The second is capability-based discovery: the agent (or its orchestrator) classifies the incoming task using a lightweight classifier or embedding similarity search, then queries the registry for tools tagged with matching capability labels. LangChain's VectorStoreToolkit uses a variant of this, embedding tool descriptions and retrieving the top-k most semantically similar tools for a given query. OpenAI's Assistants API introduced file search and code interpreter as dynamically-attached tools in 2023, following this pattern.
The third pattern, graph-based discovery, is the most sophisticated. Tools declare metadata about which other tools they depend on (e.g., a book_flight tool requires search_flights and get_user_payment_method to be available). The registry resolves a directed dependency graph and loads the complete required set. This pattern is documented in Adept.ai's ACT-1 system architecture from their 2022 technical report.
Tool schemas are expensive to re-fetch on every turn. Use a two-level cache: an in-process LRU cache for the current session (invalidated on schema version change), and a distributed cache (Redis, Memcached) shared across agent instances. Cache invalidation should be event-driven — the registry publishes a version-change event when a schema is updated, triggering cache purges.
One of the most valuable properties of a dynamic loading system is the ability to update tool schemas without restarting agents. This requires careful session-level versioning. When a schema update is published, in-flight agent sessions should complete using the version they started with; new sessions pick up the updated version. This is the same principle as rolling deployments in Kubernetes — drain existing connections before fully switching over.

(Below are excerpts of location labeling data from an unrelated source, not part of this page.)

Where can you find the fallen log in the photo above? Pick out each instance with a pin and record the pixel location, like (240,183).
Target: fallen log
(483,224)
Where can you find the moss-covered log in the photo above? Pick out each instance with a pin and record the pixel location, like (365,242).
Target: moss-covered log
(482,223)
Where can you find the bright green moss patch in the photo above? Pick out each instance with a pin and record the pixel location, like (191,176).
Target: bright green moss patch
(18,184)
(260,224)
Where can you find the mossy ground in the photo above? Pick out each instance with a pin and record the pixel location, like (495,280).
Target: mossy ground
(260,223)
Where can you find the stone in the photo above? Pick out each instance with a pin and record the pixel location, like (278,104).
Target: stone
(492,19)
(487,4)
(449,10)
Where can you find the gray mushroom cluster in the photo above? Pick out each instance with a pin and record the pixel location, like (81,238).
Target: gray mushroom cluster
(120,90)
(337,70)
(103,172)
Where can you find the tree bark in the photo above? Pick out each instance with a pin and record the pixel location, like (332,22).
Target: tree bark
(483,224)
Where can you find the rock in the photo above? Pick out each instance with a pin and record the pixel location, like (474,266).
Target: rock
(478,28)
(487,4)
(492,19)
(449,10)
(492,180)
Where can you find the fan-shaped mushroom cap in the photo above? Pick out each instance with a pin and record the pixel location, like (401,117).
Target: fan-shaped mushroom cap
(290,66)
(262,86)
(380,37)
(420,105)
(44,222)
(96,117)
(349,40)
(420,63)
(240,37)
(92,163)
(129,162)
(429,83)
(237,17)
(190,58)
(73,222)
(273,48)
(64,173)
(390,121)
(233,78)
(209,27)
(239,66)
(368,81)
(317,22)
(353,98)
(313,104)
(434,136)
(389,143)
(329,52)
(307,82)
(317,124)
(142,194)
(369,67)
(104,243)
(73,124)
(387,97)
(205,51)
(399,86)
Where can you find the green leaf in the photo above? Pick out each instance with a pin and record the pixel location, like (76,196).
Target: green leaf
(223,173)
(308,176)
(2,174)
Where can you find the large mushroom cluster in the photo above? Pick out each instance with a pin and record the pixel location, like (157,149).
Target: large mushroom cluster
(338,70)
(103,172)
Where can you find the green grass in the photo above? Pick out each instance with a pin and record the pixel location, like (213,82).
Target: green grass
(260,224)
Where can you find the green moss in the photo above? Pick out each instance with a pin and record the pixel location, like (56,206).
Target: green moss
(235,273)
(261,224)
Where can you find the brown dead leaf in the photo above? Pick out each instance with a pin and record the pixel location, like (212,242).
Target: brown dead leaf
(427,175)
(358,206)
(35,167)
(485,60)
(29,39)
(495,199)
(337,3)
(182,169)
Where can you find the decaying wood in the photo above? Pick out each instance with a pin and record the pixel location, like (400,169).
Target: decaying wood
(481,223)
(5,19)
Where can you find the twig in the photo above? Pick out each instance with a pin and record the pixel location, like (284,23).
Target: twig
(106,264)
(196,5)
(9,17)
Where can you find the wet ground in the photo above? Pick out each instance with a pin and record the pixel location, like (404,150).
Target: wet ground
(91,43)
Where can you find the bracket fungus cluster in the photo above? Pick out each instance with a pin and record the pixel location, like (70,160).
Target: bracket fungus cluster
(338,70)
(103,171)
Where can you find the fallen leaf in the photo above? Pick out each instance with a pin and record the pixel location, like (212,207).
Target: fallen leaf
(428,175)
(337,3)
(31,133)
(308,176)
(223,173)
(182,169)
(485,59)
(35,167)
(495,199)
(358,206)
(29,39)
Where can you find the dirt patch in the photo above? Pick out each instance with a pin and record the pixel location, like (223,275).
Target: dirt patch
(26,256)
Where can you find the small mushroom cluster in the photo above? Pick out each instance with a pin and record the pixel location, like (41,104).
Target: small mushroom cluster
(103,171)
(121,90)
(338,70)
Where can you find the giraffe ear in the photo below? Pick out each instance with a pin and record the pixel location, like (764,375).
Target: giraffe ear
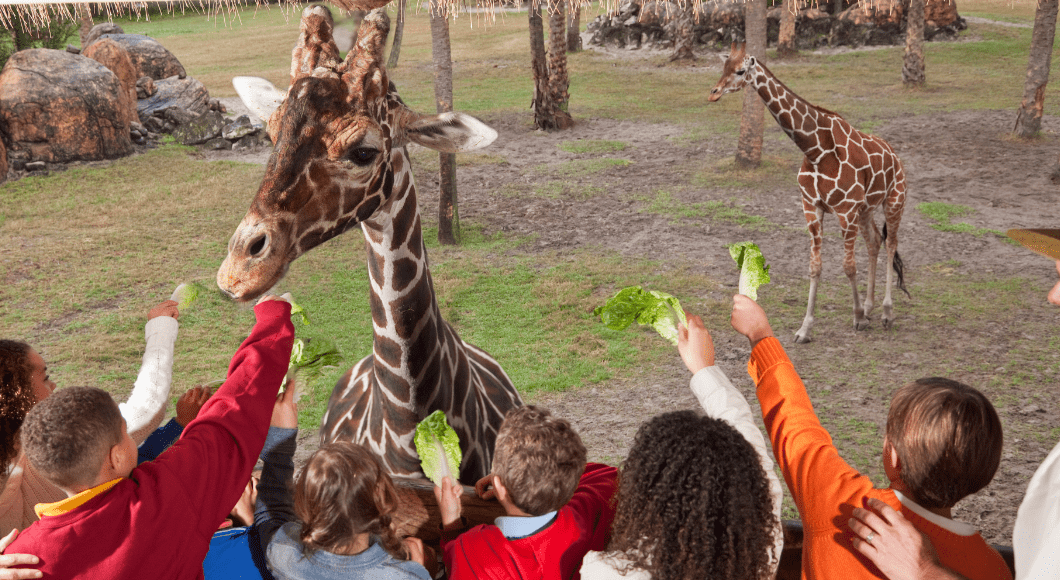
(316,46)
(451,133)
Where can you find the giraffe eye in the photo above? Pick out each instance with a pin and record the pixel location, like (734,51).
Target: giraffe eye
(363,156)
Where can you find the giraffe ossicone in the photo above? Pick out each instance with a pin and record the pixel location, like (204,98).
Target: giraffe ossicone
(845,172)
(339,161)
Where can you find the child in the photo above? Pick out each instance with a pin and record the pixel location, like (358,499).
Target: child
(156,520)
(558,508)
(24,382)
(683,468)
(942,443)
(343,503)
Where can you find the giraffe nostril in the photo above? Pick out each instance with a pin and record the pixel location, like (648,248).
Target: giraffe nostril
(257,246)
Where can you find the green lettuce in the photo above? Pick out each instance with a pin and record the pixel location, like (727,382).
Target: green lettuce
(754,273)
(186,294)
(439,449)
(650,308)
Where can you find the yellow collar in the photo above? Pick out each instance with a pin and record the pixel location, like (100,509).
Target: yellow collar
(74,502)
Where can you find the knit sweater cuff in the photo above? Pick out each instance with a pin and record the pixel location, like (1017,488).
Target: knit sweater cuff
(765,355)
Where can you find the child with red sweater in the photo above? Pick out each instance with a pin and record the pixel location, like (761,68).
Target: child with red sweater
(942,442)
(558,508)
(156,520)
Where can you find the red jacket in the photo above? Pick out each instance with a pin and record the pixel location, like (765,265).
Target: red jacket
(553,554)
(158,522)
(826,489)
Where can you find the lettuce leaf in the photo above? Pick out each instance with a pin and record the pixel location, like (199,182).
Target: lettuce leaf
(650,308)
(754,273)
(439,449)
(186,294)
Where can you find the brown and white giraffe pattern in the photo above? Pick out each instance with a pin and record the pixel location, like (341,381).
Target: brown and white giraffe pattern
(845,172)
(339,161)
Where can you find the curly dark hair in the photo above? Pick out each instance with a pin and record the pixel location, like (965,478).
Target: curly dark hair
(693,502)
(16,396)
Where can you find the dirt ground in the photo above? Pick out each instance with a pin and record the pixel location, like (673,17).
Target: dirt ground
(961,157)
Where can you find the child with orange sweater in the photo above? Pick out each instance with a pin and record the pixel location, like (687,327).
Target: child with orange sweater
(942,442)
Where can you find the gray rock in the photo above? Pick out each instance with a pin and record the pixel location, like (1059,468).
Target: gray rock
(201,129)
(218,144)
(187,93)
(239,128)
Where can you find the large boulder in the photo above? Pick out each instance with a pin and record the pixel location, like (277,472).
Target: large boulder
(184,93)
(63,107)
(149,55)
(111,54)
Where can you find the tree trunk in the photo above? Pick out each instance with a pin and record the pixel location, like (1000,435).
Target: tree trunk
(399,31)
(913,65)
(448,216)
(748,152)
(558,78)
(575,30)
(546,112)
(785,38)
(1028,117)
(684,35)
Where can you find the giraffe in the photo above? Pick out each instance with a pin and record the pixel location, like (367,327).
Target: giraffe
(845,172)
(339,161)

In practice this means each tool reference stored in an agent's session context includes the schema version hash, not just the tool name. The executor resolves the callable using both name and version. The registry garbage-collects old schema versions only after confirming no active sessions reference them — a pattern borrowed from garbage-collected language runtimes and implemented in systems like Temporal's workflow versioning.
3 questions — free, untracked, retake anytime.
Architect a dynamic tool loading system for a multi-tenant AI platform.
You're building a multi-tenant AI coding assistant. Each customer organization has different integrations: some use GitHub, some GitLab, some both; some have Jira, some Linear, some neither. You have 60 tools covering all combinations. Design the dynamic loading system:
This lesson explores l4: plugin sandboxing — examining the key principles, real-world applications, and implications for practitioners working in this domain.
Understanding this topic requires both theoretical grounding and practical awareness of how these concepts manifest in deployed systems. The frameworks covered in earlier lessons provide the foundation; this lesson connects them to implementation reality.
The transition from theory to practice reveals challenges that pure conceptual frameworks don't capture. Real-world deployment introduces constraints, trade-offs, and edge cases that demand nuanced judgment rather than rigid rule-following.
Effective practitioners in this space develop the ability to reason across multiple frameworks simultaneously, recognizing when different perspectives apply and how to resolve conflicts between competing priorities.
As this field continues to evolve, the principles covered in this module will remain foundational even as specific technologies and implementations change. The ability to think critically about these topics — rather than simply memorizing current best practices — is what separates effective practitioners from those who merely follow checklists.
Use the AI below to explore the concepts from Lesson 4 in depth. Ask questions, challenge assumptions, and work through practical scenarios related to l4: plugin sandboxing.